The gospels weren’t myth. Right—they closer to legend. (Jesus probably a legend here; the differences between myth and legend here.)

So you’ll accept that any atheist who says it’s a myth is wrong? That would be very charitable of you … if you, you know, actually said that.

He says that the gospels have lots of place names with details about each, which refutes their being fiction. Right—I don’t say that it’s fiction. This is the Argument from Accurate Place Names fallacy.

Um, that fallacy is very often used to defend the idea that the work can still be fiction even if it includes real places, so that’s hardly something you’d want to mention right after pretty much saying that it’s not fiction.

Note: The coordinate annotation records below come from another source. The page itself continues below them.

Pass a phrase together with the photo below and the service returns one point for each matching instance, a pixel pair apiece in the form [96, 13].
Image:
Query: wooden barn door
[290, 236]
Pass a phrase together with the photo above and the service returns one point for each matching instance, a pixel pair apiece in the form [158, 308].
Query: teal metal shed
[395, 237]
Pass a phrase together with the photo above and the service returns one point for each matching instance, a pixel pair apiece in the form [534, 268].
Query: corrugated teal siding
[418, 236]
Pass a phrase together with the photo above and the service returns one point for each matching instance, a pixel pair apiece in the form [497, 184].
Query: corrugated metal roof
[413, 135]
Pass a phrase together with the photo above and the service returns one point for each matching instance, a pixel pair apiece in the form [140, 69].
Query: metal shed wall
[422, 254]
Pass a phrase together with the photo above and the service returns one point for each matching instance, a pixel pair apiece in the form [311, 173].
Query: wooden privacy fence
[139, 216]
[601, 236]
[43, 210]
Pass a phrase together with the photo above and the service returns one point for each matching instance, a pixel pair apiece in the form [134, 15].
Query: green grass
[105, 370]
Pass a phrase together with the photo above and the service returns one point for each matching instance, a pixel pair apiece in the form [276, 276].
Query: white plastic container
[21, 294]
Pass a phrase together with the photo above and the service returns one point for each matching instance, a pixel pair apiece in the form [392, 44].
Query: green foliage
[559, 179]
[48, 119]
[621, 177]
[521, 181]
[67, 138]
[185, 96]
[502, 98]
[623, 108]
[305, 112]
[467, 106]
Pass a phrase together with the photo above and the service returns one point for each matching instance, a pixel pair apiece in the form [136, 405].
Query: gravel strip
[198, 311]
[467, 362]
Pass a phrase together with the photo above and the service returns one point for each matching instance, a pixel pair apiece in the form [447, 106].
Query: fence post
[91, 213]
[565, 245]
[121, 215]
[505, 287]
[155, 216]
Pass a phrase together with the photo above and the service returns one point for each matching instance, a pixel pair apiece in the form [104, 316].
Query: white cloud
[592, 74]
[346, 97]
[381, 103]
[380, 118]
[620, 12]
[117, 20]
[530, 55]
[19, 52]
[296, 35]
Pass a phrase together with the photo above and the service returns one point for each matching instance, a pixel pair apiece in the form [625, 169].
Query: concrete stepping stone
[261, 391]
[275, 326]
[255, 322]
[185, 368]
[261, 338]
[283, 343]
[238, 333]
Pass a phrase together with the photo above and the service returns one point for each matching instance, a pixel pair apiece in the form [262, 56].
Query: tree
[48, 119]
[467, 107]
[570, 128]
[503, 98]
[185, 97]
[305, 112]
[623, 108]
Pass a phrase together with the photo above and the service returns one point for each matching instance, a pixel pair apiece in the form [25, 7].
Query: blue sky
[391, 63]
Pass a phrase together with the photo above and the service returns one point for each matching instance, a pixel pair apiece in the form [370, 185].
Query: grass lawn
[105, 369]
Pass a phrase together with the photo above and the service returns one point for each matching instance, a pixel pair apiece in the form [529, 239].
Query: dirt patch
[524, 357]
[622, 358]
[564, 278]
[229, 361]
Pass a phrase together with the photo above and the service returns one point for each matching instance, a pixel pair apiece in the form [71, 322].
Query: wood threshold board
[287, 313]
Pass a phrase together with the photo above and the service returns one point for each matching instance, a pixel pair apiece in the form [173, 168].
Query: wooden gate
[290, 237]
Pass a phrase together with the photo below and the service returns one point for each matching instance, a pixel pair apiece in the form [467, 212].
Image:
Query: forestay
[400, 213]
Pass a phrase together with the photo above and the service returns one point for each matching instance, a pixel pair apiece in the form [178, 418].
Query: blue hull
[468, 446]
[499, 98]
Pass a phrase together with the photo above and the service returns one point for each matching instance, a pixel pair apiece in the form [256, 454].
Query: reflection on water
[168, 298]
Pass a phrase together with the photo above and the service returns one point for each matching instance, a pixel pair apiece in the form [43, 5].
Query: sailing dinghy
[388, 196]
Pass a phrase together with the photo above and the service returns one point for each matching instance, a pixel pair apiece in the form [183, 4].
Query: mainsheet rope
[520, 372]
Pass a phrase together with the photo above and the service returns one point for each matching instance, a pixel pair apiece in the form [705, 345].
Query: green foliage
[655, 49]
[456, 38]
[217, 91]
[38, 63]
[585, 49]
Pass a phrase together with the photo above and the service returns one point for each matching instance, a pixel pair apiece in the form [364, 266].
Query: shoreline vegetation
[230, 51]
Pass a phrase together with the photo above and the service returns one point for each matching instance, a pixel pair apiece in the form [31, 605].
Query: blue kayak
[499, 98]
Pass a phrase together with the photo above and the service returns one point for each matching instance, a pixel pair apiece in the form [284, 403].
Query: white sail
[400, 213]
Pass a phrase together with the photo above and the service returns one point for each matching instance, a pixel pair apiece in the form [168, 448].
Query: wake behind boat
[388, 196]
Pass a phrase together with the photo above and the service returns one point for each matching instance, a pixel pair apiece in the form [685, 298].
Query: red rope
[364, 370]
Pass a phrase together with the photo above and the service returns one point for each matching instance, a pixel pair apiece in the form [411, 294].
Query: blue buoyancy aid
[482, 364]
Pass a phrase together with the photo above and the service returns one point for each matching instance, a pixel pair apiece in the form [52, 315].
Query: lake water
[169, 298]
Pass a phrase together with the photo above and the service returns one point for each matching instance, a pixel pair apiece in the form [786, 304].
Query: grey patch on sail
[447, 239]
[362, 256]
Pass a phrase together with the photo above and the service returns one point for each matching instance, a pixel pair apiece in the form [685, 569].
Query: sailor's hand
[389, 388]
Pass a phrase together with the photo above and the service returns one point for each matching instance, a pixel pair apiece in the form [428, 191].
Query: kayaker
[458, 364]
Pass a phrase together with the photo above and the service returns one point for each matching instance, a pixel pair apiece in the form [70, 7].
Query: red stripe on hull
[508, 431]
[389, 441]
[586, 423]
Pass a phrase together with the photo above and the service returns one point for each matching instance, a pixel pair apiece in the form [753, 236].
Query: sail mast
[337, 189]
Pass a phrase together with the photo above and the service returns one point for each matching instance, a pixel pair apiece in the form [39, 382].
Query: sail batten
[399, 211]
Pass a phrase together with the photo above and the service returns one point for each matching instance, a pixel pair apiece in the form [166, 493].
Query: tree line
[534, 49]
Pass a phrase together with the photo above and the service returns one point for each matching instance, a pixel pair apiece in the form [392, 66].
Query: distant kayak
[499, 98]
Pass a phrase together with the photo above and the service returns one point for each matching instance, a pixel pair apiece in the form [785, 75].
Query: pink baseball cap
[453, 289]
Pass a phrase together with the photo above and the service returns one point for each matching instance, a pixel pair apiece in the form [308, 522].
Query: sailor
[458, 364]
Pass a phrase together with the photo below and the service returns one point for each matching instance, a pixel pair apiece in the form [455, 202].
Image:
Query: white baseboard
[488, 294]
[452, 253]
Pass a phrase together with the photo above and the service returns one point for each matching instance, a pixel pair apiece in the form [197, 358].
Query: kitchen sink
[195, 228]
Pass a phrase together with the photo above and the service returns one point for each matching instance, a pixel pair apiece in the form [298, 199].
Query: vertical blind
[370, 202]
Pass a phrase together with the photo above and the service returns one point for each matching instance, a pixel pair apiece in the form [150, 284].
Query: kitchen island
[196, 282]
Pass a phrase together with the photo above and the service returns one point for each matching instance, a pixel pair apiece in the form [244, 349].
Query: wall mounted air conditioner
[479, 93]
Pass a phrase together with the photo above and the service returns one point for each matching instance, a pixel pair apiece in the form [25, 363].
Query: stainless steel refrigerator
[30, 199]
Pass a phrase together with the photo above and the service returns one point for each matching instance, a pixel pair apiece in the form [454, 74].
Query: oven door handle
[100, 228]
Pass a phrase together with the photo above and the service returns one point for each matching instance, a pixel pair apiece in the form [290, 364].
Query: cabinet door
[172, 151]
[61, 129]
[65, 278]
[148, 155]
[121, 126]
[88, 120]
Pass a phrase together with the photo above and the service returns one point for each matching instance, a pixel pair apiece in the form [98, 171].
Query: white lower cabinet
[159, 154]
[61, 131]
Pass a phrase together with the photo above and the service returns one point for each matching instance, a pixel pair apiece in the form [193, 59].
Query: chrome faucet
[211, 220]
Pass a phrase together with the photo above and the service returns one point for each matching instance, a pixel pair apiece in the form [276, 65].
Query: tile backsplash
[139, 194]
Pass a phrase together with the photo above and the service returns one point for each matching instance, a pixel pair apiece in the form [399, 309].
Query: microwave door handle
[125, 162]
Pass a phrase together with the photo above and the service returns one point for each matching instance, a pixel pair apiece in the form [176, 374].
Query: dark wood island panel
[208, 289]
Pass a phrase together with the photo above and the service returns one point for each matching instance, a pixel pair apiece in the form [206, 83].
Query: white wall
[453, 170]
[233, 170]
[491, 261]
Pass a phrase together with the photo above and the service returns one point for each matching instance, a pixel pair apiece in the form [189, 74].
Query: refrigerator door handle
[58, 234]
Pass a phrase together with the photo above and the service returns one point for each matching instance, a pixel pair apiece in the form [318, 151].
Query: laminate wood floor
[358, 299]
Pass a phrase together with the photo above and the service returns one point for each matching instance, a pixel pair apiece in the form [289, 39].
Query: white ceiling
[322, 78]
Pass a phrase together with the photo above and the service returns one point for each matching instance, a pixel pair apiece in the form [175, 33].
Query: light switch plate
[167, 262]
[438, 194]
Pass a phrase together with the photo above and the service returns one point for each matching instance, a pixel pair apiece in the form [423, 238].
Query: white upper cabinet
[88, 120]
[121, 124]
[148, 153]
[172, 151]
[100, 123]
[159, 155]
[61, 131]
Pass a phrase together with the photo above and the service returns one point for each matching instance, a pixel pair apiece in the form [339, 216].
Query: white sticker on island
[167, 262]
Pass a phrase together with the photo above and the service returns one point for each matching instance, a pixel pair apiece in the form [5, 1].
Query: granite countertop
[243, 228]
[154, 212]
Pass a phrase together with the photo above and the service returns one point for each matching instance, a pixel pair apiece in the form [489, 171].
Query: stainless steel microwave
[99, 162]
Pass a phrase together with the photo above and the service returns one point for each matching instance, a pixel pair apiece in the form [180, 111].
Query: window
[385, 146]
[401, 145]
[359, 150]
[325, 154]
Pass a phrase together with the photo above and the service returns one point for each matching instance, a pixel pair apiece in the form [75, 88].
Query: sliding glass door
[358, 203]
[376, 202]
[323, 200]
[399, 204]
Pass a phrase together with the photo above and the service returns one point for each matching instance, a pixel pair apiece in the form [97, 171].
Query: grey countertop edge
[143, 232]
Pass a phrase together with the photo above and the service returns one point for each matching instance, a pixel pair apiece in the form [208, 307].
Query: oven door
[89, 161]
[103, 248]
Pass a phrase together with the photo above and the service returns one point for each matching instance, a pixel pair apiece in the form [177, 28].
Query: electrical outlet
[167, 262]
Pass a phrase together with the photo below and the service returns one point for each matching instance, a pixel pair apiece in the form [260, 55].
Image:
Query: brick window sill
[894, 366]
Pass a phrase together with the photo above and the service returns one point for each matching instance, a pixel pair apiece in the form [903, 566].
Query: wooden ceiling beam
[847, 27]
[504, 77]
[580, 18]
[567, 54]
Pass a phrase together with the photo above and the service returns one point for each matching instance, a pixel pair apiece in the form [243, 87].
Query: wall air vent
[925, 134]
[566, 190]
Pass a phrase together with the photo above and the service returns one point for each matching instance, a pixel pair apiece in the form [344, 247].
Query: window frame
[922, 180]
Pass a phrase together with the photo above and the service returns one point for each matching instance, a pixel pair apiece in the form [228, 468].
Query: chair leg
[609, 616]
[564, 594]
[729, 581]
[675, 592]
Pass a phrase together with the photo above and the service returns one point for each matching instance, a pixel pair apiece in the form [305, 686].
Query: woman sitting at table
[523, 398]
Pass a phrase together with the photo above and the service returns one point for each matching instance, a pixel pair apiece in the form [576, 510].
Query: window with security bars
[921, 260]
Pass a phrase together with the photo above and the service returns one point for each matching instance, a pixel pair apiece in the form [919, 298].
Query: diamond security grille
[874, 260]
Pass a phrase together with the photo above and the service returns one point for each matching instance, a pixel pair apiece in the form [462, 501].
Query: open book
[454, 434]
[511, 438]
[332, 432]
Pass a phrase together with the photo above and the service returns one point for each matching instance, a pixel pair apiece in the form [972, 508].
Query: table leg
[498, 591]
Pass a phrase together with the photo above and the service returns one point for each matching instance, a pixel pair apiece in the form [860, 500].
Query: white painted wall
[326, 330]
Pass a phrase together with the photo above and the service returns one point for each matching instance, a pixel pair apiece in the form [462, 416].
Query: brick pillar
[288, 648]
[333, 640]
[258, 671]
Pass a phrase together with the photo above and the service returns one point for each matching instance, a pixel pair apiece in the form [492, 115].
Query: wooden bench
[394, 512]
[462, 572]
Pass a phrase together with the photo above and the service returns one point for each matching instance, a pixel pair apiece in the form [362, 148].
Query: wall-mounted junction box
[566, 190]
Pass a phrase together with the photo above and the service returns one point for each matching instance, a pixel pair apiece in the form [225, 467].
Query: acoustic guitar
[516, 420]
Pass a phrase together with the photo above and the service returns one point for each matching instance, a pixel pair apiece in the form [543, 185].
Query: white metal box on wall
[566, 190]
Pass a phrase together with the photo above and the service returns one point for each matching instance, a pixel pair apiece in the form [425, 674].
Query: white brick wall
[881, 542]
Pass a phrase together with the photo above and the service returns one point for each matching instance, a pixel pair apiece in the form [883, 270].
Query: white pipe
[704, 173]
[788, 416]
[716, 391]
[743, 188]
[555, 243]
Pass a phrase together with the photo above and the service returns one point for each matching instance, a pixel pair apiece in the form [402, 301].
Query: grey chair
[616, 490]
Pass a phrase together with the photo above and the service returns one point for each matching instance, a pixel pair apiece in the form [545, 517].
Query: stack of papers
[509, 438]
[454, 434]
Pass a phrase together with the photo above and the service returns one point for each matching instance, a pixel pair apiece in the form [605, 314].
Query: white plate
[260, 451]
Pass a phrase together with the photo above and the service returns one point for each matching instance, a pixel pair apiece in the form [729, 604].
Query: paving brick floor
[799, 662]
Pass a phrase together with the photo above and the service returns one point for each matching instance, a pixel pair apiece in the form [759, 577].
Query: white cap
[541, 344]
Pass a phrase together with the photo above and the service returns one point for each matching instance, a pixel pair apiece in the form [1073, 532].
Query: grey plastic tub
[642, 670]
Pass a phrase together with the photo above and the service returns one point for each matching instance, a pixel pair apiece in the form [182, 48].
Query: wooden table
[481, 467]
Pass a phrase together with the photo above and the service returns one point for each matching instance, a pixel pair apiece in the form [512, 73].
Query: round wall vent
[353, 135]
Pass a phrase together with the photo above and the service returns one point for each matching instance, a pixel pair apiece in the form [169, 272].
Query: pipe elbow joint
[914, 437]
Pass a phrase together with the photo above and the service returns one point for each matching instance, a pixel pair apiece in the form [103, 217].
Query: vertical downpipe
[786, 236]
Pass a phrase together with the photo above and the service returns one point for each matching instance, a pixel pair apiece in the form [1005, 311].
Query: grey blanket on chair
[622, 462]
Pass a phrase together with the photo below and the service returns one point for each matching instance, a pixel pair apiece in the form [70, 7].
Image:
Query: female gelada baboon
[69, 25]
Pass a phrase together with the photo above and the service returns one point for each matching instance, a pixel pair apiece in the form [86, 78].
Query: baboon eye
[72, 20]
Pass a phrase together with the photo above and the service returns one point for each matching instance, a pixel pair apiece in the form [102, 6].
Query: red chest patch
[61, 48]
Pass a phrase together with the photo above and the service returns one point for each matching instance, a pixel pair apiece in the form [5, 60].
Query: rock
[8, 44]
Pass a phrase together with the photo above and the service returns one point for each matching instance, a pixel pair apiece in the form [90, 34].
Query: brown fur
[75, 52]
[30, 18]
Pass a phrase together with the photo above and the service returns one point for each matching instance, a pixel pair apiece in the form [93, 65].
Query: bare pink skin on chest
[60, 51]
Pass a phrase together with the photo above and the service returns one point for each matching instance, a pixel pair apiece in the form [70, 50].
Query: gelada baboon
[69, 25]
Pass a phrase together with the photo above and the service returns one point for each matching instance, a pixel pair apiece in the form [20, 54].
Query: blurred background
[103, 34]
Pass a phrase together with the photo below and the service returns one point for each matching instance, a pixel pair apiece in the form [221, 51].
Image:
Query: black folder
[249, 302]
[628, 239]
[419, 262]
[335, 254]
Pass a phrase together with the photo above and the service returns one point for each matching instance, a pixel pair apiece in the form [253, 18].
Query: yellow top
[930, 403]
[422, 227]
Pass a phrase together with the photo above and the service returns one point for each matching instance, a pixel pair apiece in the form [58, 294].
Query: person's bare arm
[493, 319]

Of course legends and even myths include real places, but the — admittedly bad — argument is that works that put an emphasis on real places ought to be taken more seriously as historically inspired than a simple work of fiction. Which isn’t true. Now, if you find too many fictional places in a work, that’s a good sign that the work is a fiction, but the opposite is not true.

He marvels at the fluency of Jesus’s rebuttals to the bad guys. The story was honed over decades—I should hope that some compelling anecdotes would come out the other end. The stories that flopped didn’t make the cut.

This is a fair point. I’d need to see the original argument — and Seidensticker is lax in quoting or even summarizing arguments — but that the answers were good doesn’t mean that they are necessarily true. Again, fictional characters can make really good arguments, too.

He appeals to the Criterion of Embarrassment (the more embarrassing a story, the likelier it’s true) and gives as an example a passage from Mark in which a man calls Jesus “good teacher.” Jesus responds, “Why do you call me good?” Yeah, that’s embarrassing, and you’ve undercut your claims of deity. And just how is this supposed to give me confidence in the supernatural parts? He notes that Jesus died when he should’ve been a conquering hero. So much for him fulfilling the prophecy of the Messiah, eh?

For the first one, that indeed doesn’t sound all that embarrassing, so I’d go after Bannister on that tack, instead of the rather ridiculous “Jesus can’t really be a deity then!” claim, which seems to me to miss the entire point of Christianity. As for the second one, fulfilling the prophecy in a unique way suggests that it wasn’t simply manipulated to get the right answers, because if it was it would have made a more direct link. Thus, this at least implies that there was or was believed to be a real person who died that way, at least necessitating a change in the interpretation of the prophecy. But, yes, it could still be a legend.

“If we were dealing with theological fiction, one would expect the edges to be straighter, the language more doctrinally polished.” More to the point, we’d expect that if we were dealing with the words of the omniscient creator of the universe. You’ve nicely shown that it doesn’t hang together and could never have been inspired by a perfect being.

But the gospels aren’t the words of the omniscient creator of the universe, as you yourself pointed out in your discussion of Luke. So they could be inspired by a real Jesus who was the Son of God in the sense that his existence triggered the accounts without it having to be the case that God wrote the words for them, as again Luke makes very clear is his intent.

He gives Lewis’s (false) trilemma—the only possible bins to put Jesus in are Liar, Lunatic, or Lord. Wrong again. Unsurprisingly, he doesn’t address the obvious genre: not fiction but legend.

Fine. I’ll grant that it could be legend. Any real reason for us to accept that? I mean, we don’t have an account of King Arthur that says that this is someone roughly contemporary trying to make a good historical account, which tends to work against it being mere legend.

Anyway, that’s all I’m going to look at here. In summary of the entire series of posts, Seidensticker is generally pretty consistent in not actually defending any of the atheist arguments that he is supposed to be defending. He consistently, in fact, ends up implying that he thinks they’re bad too. That’s … not the way to defend arguments.